Far from either preventing the Taliban regaining power or a group like al Qaeda using the country as a base from which to launch attacks, the proposed US deal with the Taliban makes both of these more likely – and thus lasting peace less likely. There are at least four fundamental flaws which have been evident since the very start of the US attempt to negotiate with the Taliban, a process begun under the Obama administration:
- It fails to understand Afghan culture. The Taliban are a primarily Pushtun group and the two central pillars of Pushtun culture – known as Pushtunwali, are hospitality and blood vengeance. The latter involves the absolute duty placed on Pushtun men to kill a member of someone else’s family when a member of their own extended family has been killed.
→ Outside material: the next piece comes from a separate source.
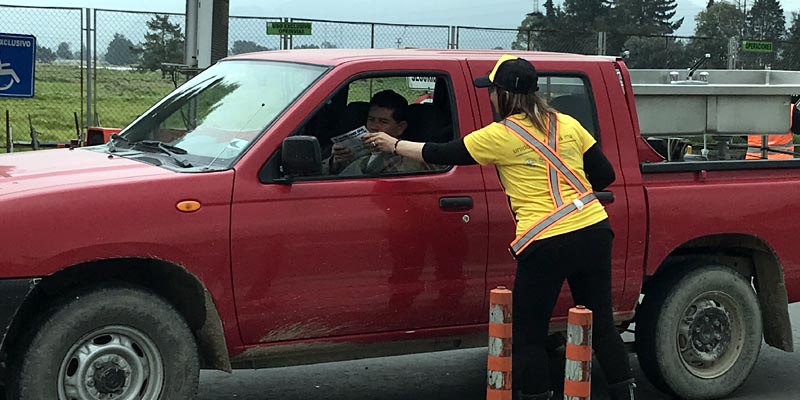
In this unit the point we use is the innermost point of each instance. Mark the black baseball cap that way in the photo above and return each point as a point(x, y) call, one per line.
point(513, 74)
However, and this is the crucial point, they do not have to do so immediately. Pushtuns will often wait 20 years for an opportune time to take blood vengeance. Waiting for the best time to kill your enemy is absolutely part and parcel of Pushtun culture.
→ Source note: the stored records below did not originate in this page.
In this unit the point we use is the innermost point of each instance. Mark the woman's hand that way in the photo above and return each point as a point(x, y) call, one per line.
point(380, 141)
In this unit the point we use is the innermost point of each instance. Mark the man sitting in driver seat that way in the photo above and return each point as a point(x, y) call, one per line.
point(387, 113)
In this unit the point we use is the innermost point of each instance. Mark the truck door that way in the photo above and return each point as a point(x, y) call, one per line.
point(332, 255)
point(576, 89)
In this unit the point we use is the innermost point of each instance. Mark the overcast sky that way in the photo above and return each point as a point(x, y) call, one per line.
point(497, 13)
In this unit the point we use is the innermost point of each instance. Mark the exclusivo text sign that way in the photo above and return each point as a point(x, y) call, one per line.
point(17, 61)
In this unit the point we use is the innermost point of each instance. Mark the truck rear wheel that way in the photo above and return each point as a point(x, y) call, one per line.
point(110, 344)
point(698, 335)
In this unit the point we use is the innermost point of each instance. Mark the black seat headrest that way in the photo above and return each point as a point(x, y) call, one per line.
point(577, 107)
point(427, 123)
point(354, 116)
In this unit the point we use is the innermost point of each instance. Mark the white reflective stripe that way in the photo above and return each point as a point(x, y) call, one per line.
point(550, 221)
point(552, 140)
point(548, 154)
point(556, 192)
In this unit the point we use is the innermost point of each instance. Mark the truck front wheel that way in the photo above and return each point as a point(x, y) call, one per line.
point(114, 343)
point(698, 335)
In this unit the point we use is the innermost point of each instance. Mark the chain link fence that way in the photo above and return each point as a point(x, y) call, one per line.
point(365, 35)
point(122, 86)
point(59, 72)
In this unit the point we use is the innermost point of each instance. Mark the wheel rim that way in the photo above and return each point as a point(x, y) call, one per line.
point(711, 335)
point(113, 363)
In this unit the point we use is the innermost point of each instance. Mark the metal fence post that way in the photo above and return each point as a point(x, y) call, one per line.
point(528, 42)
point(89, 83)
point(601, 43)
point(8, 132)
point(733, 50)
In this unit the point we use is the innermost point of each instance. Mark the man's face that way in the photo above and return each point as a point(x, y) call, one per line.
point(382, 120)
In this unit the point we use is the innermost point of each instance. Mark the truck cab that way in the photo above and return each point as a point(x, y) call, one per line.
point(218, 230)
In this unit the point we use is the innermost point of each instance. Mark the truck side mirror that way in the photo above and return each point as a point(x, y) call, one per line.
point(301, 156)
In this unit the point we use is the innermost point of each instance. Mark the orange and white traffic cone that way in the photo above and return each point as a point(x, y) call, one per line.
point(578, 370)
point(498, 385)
- Shari’a has been understood for centuries to prohibit a permanent peace treaty with non-Muslims. All that is allowed is a temporary truce to allow the Islamic armies to gain a strategic advantage. This is based on a peace treaty known as 'the treaty of Hudabiya' which according Islamic texts Muhammad made with the pagan Quraish tribe who then controlled Mecca. Muhammad dispensed with the 'treaty' two years later when he had become strong enough to take Mecca by force.
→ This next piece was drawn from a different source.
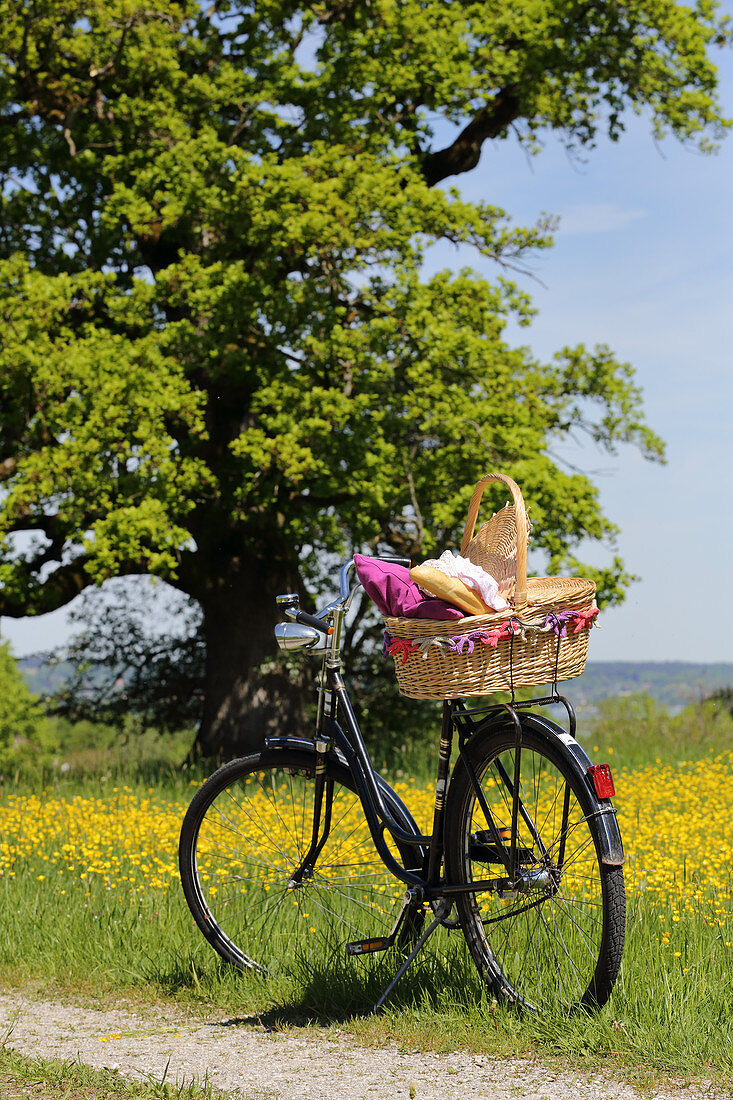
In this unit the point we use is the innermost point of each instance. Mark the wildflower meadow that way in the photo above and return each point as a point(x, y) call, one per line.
point(91, 899)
- Having a strong functioning government that is respected and seen as independent by its own people is an essential prerequisite for peace in any country. Without this basic building block of nation building no county can be anything other than a failed state. Yet, far from strengthening the Afghan government, this proposed US deal with the Taliban massively undermines it in the eyes of the Afghan people. It is as if at the height of the troubles the US government had done a deal with the IRA – and then expected the UK government, which hadn’t even been a party to that deal, to implement it. No self-respecting government could possibly accept such humiliating terms.
- Although the full details of what this US Taliban deal are have yet to be published, it appears to involve US troop withdrawal in return for the Taliban not actually agreeing to end their attacks, but simply to decrease their number and to ‘talk’ to the Afghan government. It all sounds rather reminiscent of Obama’s Iran nuclear deal, which naively assumed that in exchange for the lifting of sanctions Iran would start acting like a responsible state and stop fermenting terrorism around the world.
The only real hope that exists for lasting peace in Afghanistan is to strengthen the Afghan government and its institutions, not undermine them. And as I have argued here before, do whatever is necessary to stop the Taliban regaining power. Then slowly seek to spread those values of freedom and respect for all, out from the capital into the rest of the country. That will take many years. But the alternative is the Taliban back in power and quite possibly letting all manner of other radical jihadist groups intent on attacking the west base themselves there.